Sunday, March 29, 2009

Reverend Charles McKnight

The Reverend Charles McKnight was received by the Presbytery of New Brunswick in 1741 and was ordained a Presbyterian minister a year later. Born around 1710, Rev. McKnight was from a Scottish family that had planted in County Antrim, Ireland. He came to New Jersey around 1740 and worked in Cranbury with the Presbyterians. He was installed as minister for the Shrewsbury and Middletown Point congregations on 2 April 1767. The Reverend preached at the church in Mount Pleasant, which is present day Freneau in Aberdeen. Mount Pleasant Church was a precursor to the First Presbyterian Church of Matawan. He also served as a trustee at Nassau Hall, which later became Princeton University.

During the American Revolution, Rev. McKnight used the pulpit to speak out against the British. The Honorable J. T. Headley said of Rev. McKnight:

At the commencement of the dissatisfaction with the legislative acts of the mother country, he had been accustomed to express sentiments adverse to the crown, with a boldness that caused considerable dissension among his people.

Potter's American Monthly said years later his parishioners recalled "the fervid words and impassioned expressions of their pastor when he got on his favorite theme of the rights of the people, or was expressing his sympathy with those who were leading their countrymen towards national independence."

Rev. McKnight sent two sons to war. And to show the congregation his earnestness, even at an advanced age, Rev. McKnight himself joined the fighting. He received a head wound at the Battle of Princeton as General Hugh Mercer fell nearby.

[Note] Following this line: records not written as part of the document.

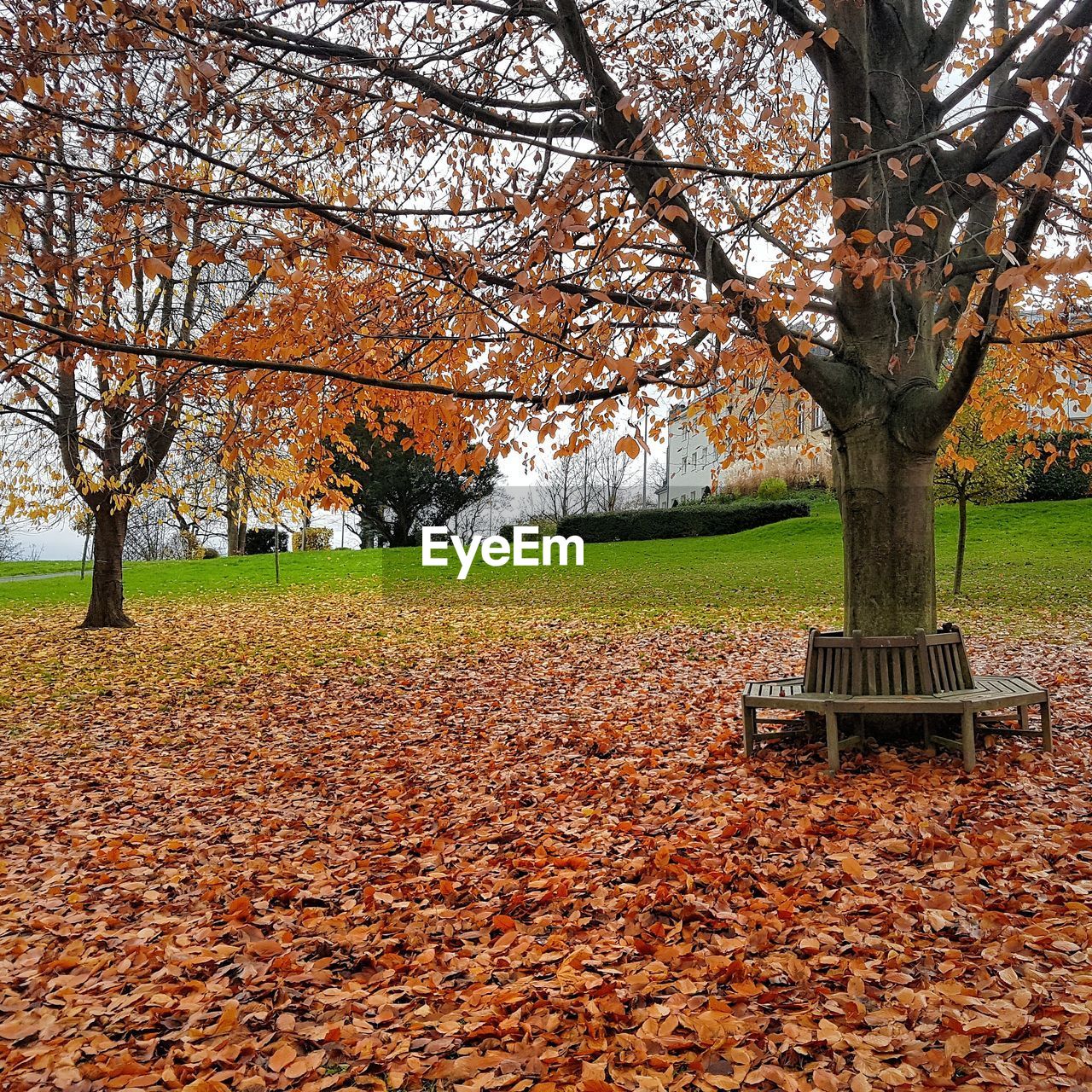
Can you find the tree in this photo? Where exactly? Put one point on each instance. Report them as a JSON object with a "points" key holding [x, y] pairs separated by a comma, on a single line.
{"points": [[974, 468], [842, 197], [394, 490]]}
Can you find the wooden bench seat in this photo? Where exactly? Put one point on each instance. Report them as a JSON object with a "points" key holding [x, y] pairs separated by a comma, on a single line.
{"points": [[978, 701]]}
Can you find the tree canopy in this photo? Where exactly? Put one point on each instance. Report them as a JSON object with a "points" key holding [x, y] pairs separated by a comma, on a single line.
{"points": [[503, 221]]}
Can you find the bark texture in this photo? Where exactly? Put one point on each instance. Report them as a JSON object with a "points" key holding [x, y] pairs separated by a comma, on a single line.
{"points": [[885, 492], [106, 607]]}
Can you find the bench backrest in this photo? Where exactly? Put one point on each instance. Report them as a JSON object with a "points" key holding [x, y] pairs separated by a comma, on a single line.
{"points": [[924, 663]]}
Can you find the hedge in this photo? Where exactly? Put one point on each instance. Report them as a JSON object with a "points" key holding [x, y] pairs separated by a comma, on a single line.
{"points": [[317, 538], [682, 522], [1063, 479], [260, 541]]}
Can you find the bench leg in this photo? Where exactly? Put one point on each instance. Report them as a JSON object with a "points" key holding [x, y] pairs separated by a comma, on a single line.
{"points": [[834, 760], [749, 729], [967, 734]]}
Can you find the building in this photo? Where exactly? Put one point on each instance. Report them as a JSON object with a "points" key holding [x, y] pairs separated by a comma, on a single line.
{"points": [[694, 463]]}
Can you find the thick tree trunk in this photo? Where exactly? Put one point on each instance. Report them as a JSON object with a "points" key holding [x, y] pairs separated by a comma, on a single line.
{"points": [[107, 601], [886, 496], [961, 549]]}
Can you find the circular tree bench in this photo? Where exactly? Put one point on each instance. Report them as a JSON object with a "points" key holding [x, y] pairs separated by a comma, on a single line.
{"points": [[926, 675]]}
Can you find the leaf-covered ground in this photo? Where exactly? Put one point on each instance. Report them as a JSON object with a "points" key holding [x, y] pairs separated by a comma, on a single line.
{"points": [[363, 842]]}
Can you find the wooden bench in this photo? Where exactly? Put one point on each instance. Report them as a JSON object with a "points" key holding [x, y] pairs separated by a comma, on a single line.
{"points": [[926, 674]]}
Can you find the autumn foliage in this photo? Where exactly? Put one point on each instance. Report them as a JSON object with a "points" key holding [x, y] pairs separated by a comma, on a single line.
{"points": [[316, 847]]}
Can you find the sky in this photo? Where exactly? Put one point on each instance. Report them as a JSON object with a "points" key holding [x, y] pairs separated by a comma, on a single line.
{"points": [[57, 542]]}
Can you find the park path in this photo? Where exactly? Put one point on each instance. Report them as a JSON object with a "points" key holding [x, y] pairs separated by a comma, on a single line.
{"points": [[38, 576]]}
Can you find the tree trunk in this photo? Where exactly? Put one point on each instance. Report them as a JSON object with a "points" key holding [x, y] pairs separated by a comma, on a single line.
{"points": [[961, 547], [107, 607], [885, 491]]}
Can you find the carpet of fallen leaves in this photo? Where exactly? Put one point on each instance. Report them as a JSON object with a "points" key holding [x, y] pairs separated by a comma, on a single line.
{"points": [[362, 845]]}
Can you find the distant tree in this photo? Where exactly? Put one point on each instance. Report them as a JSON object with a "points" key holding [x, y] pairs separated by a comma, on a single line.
{"points": [[972, 468], [393, 490], [10, 550]]}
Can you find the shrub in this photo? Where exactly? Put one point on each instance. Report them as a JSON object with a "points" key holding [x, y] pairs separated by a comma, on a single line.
{"points": [[799, 471], [260, 541], [773, 490], [682, 522], [190, 547], [317, 538], [1064, 479]]}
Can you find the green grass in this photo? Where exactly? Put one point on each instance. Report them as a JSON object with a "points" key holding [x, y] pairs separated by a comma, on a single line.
{"points": [[1028, 562], [33, 568]]}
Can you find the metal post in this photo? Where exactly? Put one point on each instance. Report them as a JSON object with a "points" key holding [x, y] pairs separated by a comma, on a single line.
{"points": [[644, 463], [276, 549]]}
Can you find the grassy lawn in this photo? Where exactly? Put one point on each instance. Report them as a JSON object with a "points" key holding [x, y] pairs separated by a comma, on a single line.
{"points": [[1026, 564], [34, 568]]}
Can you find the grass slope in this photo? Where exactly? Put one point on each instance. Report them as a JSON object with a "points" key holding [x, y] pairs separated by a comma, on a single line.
{"points": [[1029, 561]]}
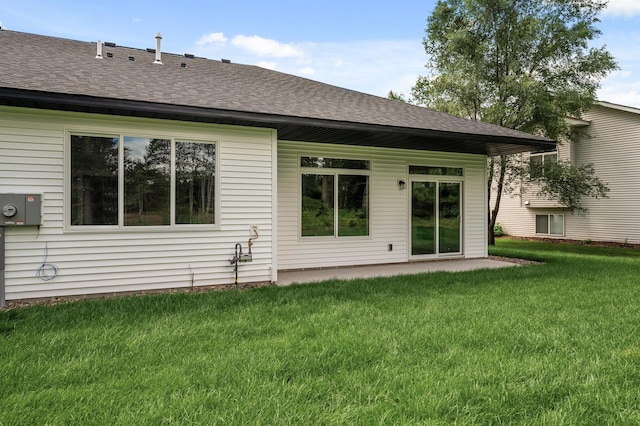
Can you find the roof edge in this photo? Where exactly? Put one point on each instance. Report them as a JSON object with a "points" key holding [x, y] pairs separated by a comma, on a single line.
{"points": [[112, 106]]}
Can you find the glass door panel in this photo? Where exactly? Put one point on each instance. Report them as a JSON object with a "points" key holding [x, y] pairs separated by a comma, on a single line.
{"points": [[423, 218], [435, 217], [449, 218]]}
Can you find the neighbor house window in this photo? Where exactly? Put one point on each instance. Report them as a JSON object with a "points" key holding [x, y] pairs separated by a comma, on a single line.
{"points": [[335, 197], [129, 181], [550, 224], [538, 162]]}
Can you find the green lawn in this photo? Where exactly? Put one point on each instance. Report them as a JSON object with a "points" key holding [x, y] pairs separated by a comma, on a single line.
{"points": [[556, 343]]}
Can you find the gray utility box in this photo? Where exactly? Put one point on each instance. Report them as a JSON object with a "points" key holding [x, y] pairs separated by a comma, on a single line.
{"points": [[20, 209]]}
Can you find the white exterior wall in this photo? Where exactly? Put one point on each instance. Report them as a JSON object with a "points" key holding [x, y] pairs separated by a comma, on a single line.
{"points": [[32, 146], [389, 206], [613, 147]]}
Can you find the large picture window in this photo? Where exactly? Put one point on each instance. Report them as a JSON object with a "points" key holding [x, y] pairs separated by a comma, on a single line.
{"points": [[130, 181], [550, 224], [335, 197], [539, 161]]}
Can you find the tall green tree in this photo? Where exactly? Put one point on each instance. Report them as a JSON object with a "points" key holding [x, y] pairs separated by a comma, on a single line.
{"points": [[521, 64]]}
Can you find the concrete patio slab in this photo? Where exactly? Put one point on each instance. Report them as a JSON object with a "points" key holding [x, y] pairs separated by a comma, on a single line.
{"points": [[370, 271]]}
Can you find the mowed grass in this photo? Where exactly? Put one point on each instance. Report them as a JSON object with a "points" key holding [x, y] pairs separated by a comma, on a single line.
{"points": [[556, 343]]}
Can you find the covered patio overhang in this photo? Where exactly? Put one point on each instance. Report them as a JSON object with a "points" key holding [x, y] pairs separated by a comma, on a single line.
{"points": [[291, 128]]}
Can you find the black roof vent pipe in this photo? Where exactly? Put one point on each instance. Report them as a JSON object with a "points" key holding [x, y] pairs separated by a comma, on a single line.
{"points": [[158, 52]]}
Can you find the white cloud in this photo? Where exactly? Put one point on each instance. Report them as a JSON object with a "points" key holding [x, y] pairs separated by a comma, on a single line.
{"points": [[267, 65], [623, 8], [374, 66], [620, 88], [214, 39], [266, 47]]}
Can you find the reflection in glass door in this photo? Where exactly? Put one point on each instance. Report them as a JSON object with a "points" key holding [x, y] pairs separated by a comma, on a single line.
{"points": [[423, 218], [435, 217]]}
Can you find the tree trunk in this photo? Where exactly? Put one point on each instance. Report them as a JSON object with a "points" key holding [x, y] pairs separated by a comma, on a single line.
{"points": [[493, 215]]}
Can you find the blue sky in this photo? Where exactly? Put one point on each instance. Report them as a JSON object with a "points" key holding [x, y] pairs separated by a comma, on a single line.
{"points": [[370, 46]]}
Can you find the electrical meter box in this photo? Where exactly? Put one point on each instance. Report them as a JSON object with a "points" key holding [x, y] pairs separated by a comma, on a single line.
{"points": [[20, 209]]}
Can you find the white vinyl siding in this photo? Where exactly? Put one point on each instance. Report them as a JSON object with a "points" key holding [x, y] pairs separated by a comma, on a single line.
{"points": [[613, 146], [32, 161], [389, 206]]}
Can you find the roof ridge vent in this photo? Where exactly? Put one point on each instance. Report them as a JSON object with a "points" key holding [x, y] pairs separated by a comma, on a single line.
{"points": [[158, 52]]}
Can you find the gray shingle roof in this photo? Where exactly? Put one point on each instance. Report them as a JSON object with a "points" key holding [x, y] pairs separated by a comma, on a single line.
{"points": [[52, 72]]}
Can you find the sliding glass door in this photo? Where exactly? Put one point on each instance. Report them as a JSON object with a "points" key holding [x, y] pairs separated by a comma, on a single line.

According to "Presbyterians Pioneer at Matawan: 1682-1959:
  • The Mount Pleasant Church and its green were being used regularly for patriotic meetings before and soon after the start of the Revolution -- meetings which had full support of the militant pastor.
  • In retaliation for his activities, a British detachment assaulted the compound from several directions and after some sharp fighting in which men on both sides were killed or wounded, their aims were accomplished.
  • The British burned down the church at Mount Pleasant and took the Reverend captive. Rev. McKnight was taken to New York, where he fell ill with pneumonia while incarcerated and died on New Year's Day 1778, soon after his release by the British.
His son, Dr. Charles McKnight, graduated Princeton in 1771, along with James Madison, Philip Freneau, et al. He served as a surgeon in the Continental Army, eventually being named Chief Physician of the Army and Surgeon General. You can see a picture of his surgical kit at the Smithsonian's The Price of Freedom: Americans at War website.